Cardiovascular disease in psoriatic post-menopausal women
Conflicts of interest
None to declare.
None to declare.
It is generally accepted that the risk of cardiovascular disease (CVD) in women is significantly increased after the menopause. Hormonal changes associated with the menopausal transition may also alter the course of autoimmune diseases. It has been reported that menopause may exacerbate the symptoms of rheumatoid arthritis, systemic sclerosis and giant cell arteritis, but attenuate the course of systemic lupus erythemathosus. There is a growing body of literature indicating that the course of psoriasis may be altered by menopausal hormone changes.

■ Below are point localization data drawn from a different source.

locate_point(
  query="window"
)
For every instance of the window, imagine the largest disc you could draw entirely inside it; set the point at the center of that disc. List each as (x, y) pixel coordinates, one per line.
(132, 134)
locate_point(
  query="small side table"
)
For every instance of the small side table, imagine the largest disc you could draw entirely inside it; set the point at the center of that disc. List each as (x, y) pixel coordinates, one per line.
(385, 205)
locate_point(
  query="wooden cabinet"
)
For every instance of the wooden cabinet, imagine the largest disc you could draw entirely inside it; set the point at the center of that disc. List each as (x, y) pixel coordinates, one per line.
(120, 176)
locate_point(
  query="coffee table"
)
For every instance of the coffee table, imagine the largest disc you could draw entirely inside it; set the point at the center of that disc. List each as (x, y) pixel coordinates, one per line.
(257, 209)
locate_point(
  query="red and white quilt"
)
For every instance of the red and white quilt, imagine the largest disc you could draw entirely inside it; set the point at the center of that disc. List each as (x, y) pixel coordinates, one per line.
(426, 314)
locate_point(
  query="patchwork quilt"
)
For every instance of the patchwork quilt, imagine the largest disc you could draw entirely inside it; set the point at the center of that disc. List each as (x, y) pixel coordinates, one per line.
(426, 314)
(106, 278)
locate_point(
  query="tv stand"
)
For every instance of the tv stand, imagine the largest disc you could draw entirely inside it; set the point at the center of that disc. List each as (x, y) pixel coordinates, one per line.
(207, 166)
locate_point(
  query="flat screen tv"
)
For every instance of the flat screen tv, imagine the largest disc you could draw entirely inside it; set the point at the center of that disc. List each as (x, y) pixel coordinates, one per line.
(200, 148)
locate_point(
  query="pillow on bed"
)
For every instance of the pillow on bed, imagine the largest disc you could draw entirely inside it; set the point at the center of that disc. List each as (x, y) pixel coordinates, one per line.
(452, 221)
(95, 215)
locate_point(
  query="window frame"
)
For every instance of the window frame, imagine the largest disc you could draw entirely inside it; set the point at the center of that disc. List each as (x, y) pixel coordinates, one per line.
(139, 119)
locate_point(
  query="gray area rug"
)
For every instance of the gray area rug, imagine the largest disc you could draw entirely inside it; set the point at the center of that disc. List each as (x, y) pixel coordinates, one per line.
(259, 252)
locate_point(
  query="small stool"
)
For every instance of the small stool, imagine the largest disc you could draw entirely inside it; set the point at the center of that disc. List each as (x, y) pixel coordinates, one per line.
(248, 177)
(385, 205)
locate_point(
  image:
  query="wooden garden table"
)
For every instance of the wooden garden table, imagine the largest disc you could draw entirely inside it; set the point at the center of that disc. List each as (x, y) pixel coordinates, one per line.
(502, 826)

Considering the fact that both psoriasis and menopause are independent risk factors for CVD, and that menopause may exacerbate the course of psoriasis, a possible additive effect between these two conditions may be crucial for proper monitoring and treatment of peri- and post-menopausal psoriatic patients.
The aim of this study is to analyse potential relationship between psoriasis, menopausal status and risk of CVD.
Materials and methods
A retrospective analysis of the Clalit Health Services database was performed in an attempt to provide new data and the available literature concerning these issues was reviewed. Data on cardiovascular events in 10 872 female psoriatic patients and 19 471 controls were extracted and compared.
In both psoriatic and control patients the association of CVD increased with age. The association of CVD was significantly greater in psoriatic patients, but no significant differences were found between any of age groups.
The association of psoriasis and CVD in women increases with age but there is insufficient evidence to confirm that menopause increases the risk of psoriasis. Further studies directly addressing this issue are needed.